Matter Gallery Residency
In September, I applied for a two-week residency at Matter Gallery, and by October I was standing inside that light-filled space.
The residency was part of Ecosophy 2025 — a gathering of artists exploring the entanglement of ecology, philosophy, and creative process.
During the residency, I created several new works that extended from my ongoing exploration of whakapapa and whenua as both material and methodology.
The central piece, Poutama o Ōruarahi, was woven from muka and layered with black sand (onepū rino) gathered from directly below our marae. The stepped poutama pattern — inspired by the tukutuku panels of Ōruarahi Marae — symbolises growth, learning, and ascent. Working on a larger scale, the process felt like a dialogue between fibre and tide, between the histories held in sand and the stories rising through the pattern.

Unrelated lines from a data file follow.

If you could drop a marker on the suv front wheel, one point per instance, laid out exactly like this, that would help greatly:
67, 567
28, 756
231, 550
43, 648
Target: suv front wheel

Alongside this work, I produced four taonga pūoro — all made from Matakana Island clay that I had gathered, processed from rock, and wood-fired at home. Each instrument seemed to carry a voice of its own, a resonance that belonged as much to the island as to the maker.
We Remember Pukehinahina
I also created a protest flag using whenua — a replica of the Pukehinahina battle flag, honouring Henare Taratoa and my tīpuna, Taiaho Hōri Ngātai.
This work is a mihi to our tīpuna who fought at the Battle of Pukehinahina — in particular my great-great-great-great-grandfather Taiaho Hōri Ngātai and his comrade Henare Taratoa, who wrote the Code of Conduct and placed the Star of Bethlehem on the battle flag as a reminder that the battle should be fought with dignity and compassion. Only our tīpuna upheld that code.
Henare Taratoa was also among the original tīpuna who contributed koha toward the purchase of the land in Matakana upon which Ōruarahi Marae now stands — a connection that binds our marae to this legacy of courage and integrity.
Each of these works — the stitched blankets, the clay instruments, the whenua flag — felt like threads in a single woven breath. None were made specifically for my MFA final installation, yet each one nourished it. The residency gave me space to move without pressure, to follow the materials wherever they led, and to listen again to the land that shapes my making.
Looking back, I realise how essential this time was. It reminded me that my practice is not only about outcomes, but about relationship — with whenua, with whakapapa, and with the unseen conversations between them.